Business

Editorial: A new year’s resolution for the Riverhead IDA

IDAscreenThe work of the Industrial Development Agency came under intense scrutiny during last year’s elections. The IDA, its executive director and board members were criticized in these pages and elsewhere for giving out scores of property tax abatements to big box stores and international corporations that didn’t need such help — and the breaks were putting an undue burden on the rest of us. Or so the narrative went.

We now find the narrative not to be entirely true. At this time, there are no big box stores in Riverhead Town that receive tax abatements, we report this week. And although names like Hilton and Marriott adorn two projects that received some form of IDA benefits, the hotels themselves are owned by a local businessman who makes a strong case for the economic benefits they bring to town in the form of visitors’ spending time here, and therefore money. When it was built, Tanger Outlets received IDA assistance on sales tax only, and not property tax breaks, and it’s now the town’s highest taxpayer — contributing more than $4 million a year.

To sum up staff writer Tim Gannon’s reporting, the total amount of taxes that will be “lost” in 2014 comes in at $1.68 million.

CLICK HERE TO READ THE FULL REPORT: ‘WHAT ARE THE COST OF IDA TAX BREAKS?’

That seems like a small price to pay for bringing economic development and jobs to the Enterprise Park at Calverton, helping establish recreational opportunities in the form of a bowling alley on Route 25 and rebuilding a downtown with a hotel and aquarium, a renovated theater and dozens of new stores and apartments. Consider also that, according to IDA executive director Tracy Stark-James, the total assessed value of the 18 properties currently receiving property tax breaks in town was about $2.4 million before the IDA incentives were granted.

Those assessed values now total $18.3 million. One day those taxes will be paid in full.

These are long-term investments, not designed to be the easiest of pills for taxpayers to swallow now.

And it seems the IDA board is picking worthy projects to support.

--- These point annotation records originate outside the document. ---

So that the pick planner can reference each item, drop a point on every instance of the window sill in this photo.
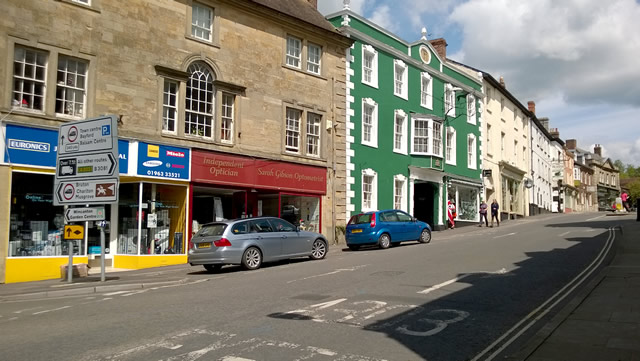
(201, 41)
(299, 70)
(93, 7)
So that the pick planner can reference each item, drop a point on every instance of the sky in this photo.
(579, 60)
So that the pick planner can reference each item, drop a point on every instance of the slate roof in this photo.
(300, 9)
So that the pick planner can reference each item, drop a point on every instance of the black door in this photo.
(424, 203)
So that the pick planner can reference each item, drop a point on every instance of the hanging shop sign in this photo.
(38, 147)
(162, 161)
(219, 168)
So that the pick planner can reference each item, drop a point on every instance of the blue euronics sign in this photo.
(162, 161)
(34, 146)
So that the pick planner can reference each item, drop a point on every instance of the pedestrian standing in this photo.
(483, 213)
(625, 201)
(494, 212)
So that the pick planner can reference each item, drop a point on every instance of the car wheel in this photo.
(318, 249)
(425, 236)
(251, 258)
(384, 241)
(213, 267)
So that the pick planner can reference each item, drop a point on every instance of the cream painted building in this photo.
(241, 84)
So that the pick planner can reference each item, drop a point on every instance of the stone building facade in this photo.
(257, 85)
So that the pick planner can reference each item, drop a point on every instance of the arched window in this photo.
(199, 101)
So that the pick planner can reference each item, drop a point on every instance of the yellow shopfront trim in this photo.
(149, 261)
(26, 269)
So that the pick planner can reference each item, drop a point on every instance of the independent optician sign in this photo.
(87, 162)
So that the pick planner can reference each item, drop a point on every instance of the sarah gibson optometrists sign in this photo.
(219, 168)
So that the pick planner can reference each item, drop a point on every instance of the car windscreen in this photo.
(360, 219)
(209, 230)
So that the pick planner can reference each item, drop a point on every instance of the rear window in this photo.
(360, 219)
(209, 230)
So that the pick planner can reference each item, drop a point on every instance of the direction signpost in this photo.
(87, 173)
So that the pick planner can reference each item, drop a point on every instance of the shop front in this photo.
(152, 209)
(31, 240)
(465, 195)
(228, 186)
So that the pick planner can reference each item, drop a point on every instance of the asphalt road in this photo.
(465, 296)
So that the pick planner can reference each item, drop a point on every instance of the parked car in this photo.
(251, 241)
(385, 228)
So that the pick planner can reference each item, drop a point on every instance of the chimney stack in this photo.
(545, 122)
(532, 106)
(440, 45)
(598, 149)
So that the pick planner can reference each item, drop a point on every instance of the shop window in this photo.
(303, 211)
(154, 224)
(36, 225)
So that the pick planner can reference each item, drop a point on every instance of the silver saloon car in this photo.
(251, 241)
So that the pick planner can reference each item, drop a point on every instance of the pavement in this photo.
(600, 323)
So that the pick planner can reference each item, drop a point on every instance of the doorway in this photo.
(424, 202)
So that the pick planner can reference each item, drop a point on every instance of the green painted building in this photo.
(413, 126)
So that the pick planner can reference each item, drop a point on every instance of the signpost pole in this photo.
(102, 276)
(70, 267)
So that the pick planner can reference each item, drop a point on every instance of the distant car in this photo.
(251, 241)
(385, 228)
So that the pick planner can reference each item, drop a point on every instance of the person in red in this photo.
(625, 203)
(451, 213)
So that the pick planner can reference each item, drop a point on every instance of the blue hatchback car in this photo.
(385, 228)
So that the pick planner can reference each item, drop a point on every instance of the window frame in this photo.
(450, 151)
(403, 192)
(195, 26)
(374, 66)
(430, 140)
(165, 106)
(373, 203)
(472, 161)
(402, 149)
(403, 93)
(471, 109)
(370, 103)
(426, 95)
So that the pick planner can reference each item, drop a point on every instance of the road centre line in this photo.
(55, 309)
(454, 280)
(330, 273)
(590, 268)
(506, 235)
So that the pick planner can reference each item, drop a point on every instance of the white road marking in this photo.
(454, 280)
(331, 273)
(578, 280)
(27, 309)
(505, 235)
(55, 309)
(115, 293)
(593, 219)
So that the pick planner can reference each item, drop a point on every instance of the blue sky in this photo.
(577, 59)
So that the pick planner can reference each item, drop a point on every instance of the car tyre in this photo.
(425, 236)
(212, 267)
(384, 241)
(318, 250)
(251, 258)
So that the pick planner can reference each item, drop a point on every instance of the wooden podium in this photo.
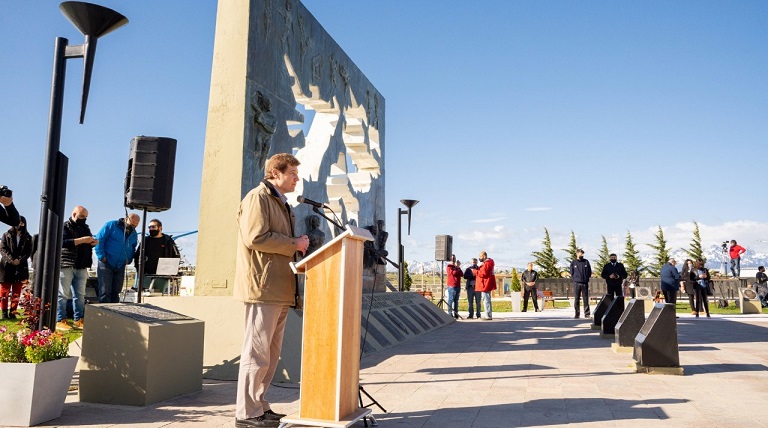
(330, 354)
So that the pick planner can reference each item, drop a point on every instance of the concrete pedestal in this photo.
(629, 324)
(656, 344)
(749, 303)
(139, 354)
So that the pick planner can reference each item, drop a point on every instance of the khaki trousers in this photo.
(262, 342)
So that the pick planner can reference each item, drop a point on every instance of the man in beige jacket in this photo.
(265, 283)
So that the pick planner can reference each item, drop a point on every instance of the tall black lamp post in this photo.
(409, 203)
(93, 21)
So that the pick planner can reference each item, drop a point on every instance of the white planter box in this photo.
(35, 392)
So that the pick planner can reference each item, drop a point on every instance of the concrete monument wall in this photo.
(280, 83)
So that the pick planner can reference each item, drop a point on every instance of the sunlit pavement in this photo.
(521, 369)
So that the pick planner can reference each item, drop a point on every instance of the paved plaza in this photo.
(523, 369)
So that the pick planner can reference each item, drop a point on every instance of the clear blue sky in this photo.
(502, 117)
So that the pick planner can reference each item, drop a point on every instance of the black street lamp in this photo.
(93, 21)
(409, 203)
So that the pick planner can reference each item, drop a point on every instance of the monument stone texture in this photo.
(281, 84)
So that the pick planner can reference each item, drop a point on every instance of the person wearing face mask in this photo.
(688, 281)
(115, 249)
(614, 275)
(15, 249)
(156, 246)
(76, 258)
(581, 270)
(485, 282)
(670, 281)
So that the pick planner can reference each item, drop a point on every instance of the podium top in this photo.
(351, 232)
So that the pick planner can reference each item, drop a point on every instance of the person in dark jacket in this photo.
(15, 249)
(156, 246)
(530, 277)
(688, 276)
(581, 270)
(76, 258)
(614, 275)
(702, 281)
(472, 297)
(670, 281)
(8, 213)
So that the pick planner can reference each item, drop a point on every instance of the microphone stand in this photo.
(338, 225)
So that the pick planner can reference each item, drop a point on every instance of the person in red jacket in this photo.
(455, 274)
(735, 252)
(485, 282)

There is room for improvements, especially when it comes to transparency on the IDA’s website, riverheadida.org, which offers no detailed information as to who is getting property breaks in town, for how much and when those breaks are scheduled to fall off. This is information that should be at everyone’s fingertips. The IDA should take care to update these numbers annually; that doesn’t sound as if it should be so hard. As of now, the site’s “projects” page features only a Google map of Riverhead.

The last IDA budget uploaded to the website is from 2012 and the “corrective measures” from a 2012 financial audit are nowhere to be found.

Overall, the IDA appears to be fulfilling its mission of attracting businesses and helping existing businesses expand. But these board members are deciding where taxpayer money is being directed and the decisions they’re making need to be clear and accessible to the public.